The shadow of Russia and the voice of Lata

Blitz Bureau

NEW DELHI: THE evening programme begins at the village hall after the skies have cleared their throat with uproarious thunder. A mayor beams with local pride and national generosity. Foreign policy mandarins give speeches to a warm audience and awards to each other, joyous MCs chase protocol out of the hall with enthusiastic élan, and a splendid local quartet ends formal proceedings with mellifluous buoyancy, even as they startle me with two Hindi film song hits, one from 2017 which I had never heard of, and another from 1960 which I will never forget.

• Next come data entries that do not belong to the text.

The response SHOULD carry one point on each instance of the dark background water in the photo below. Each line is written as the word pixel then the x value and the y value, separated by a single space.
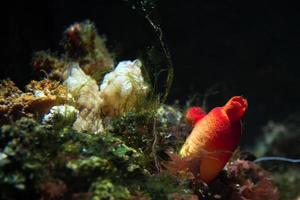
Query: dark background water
pixel 234 47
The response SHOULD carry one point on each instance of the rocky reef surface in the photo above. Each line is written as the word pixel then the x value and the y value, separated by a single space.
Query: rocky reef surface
pixel 93 129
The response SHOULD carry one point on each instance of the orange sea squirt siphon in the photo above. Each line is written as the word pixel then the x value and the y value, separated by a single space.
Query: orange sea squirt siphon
pixel 215 137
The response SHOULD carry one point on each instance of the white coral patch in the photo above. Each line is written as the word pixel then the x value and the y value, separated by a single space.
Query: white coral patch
pixel 121 88
pixel 76 78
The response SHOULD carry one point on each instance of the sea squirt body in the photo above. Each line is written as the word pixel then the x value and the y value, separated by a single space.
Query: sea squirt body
pixel 215 137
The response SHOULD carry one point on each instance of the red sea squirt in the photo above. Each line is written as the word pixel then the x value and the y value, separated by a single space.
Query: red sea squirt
pixel 215 136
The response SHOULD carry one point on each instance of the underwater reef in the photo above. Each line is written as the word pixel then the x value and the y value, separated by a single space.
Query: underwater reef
pixel 96 129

Lata Mangeshkar would have been pleased to be in RusnÄ— in July 2025 to hear the fast beat and Lithuanian accents in the European recreation of her immortal lament from the film Dil Apna aur Preet Parai: Ajeeb dastan hai yeh, kahan shuru kahan khatam Yeh manzilen hain kaun si, na voh samajh sakey na hum

Addressing uncertainty

I am reluctant to mix politics with music, but there is a simile somewhere in the lines that could address the uncertainty enveloping the region as war devastates Ukraine and hovers over the Baltics. Go on the wrong side of the lapping waters around Rusne and reach Russia. History is a strange story in which light and shadows chase each other. Yeh roshni ke saath kyon dhuan utha chiraagh sey… Why did this smoke arise out of the flame? I was suddenly reminded, from some unconscious layer of memory wrapped in vague context, of that whimsical old poem learnt once upon a time: Yesterday upon the stair I met a man who wasn’t there/ He wasn’t there again today. I wish I wish he’d go away./ When I came home last night at three,/ The man was waiting there for me./ But when I looked around the hall/ I couldn’t see him there at all.

Russia is the man upon the stair, flitting through every hall in the consciousness of Eastern Europe.

There are some memories in which the 20th century is a mere modern blip. Some 16 km from Vilnius is the village of Forty Tatars, born in the late 14th century when the Tatar Tokhtamysh Khan (Khan means leader of a tribe or clan), a warrior of the Golden Horde, took refuge here with his remaining followers after being defeated. This is where the advance of the Mongol Golden Horde into Europe ended. The Grand Dukes had only one demand: military service. They knew the core skill of the nomadic conquerors who once ruled the land from the coast of the Pacific to Central Europe.

Legend is the popular version of the past, and legend tells us that the then ruler of Lithuania gifted land to the Muslim Tatars and encouraged them to increase their numbers

The word horde and Urdu/Ordu, the Indian language, come from the same root: ord, meaning camp and denoting people who live in tents. When the Mongol advance terrified the Europeans, the cry would go up from their watchtowers: The ord are coming! The Mongols became the dreaded hordes.

Legend is the popular version of the past, and legend tells us that the then ruler of Lithuania gifted land to the Muslim Tatars and encouraged them to increase their numbers. One Tatar had 10 sons each from his four wives, and they settled down in the village of Forty Tatars on a small hill, built in the manner of steppe settlements with irregular streets and sporadic homes, all of them destroyed by Soviet uniformity in the communist definition of progress. The original name of the village was Kyrk, or forty. In 1939, it became Keturiasdesimt Totriy.

Our hosts were Fatima Buinovska, Zita Milkamanovic and Adas Jakubauskas, who are the doyens of the village. They showed us the mosque, on the site of the first one built in 1430; Napoleon’s Army destroyed the mosque on its way to Moscow, where the Russians destroyed the French in their usual strategic sequence of defeat, retreat, replenishment, resurgence, and eventual victory.

Guardians of tradition

Communists shut down the place of worship since Karl Marx was their preferred god. It was reopened in October 1993. It is the only mosque in Lithuania with a mihrab or niche showing the direction of Mecca. The Tatars are Sunni Muslims but respect their Shia brethren by extending the list of first Imams to Hasan and Hussain, the children of Hazrat Ali. Fatima and Zita are guardians of tradition in Tatar robes, hats and purveyors of ancestral food. Zita is also a great rider on a motorbike, entering competitions and events. Adas gently suggests that we must finish the delicious repast of samosas and pastries that they have prepared before 1.30, when Friday prayers begin.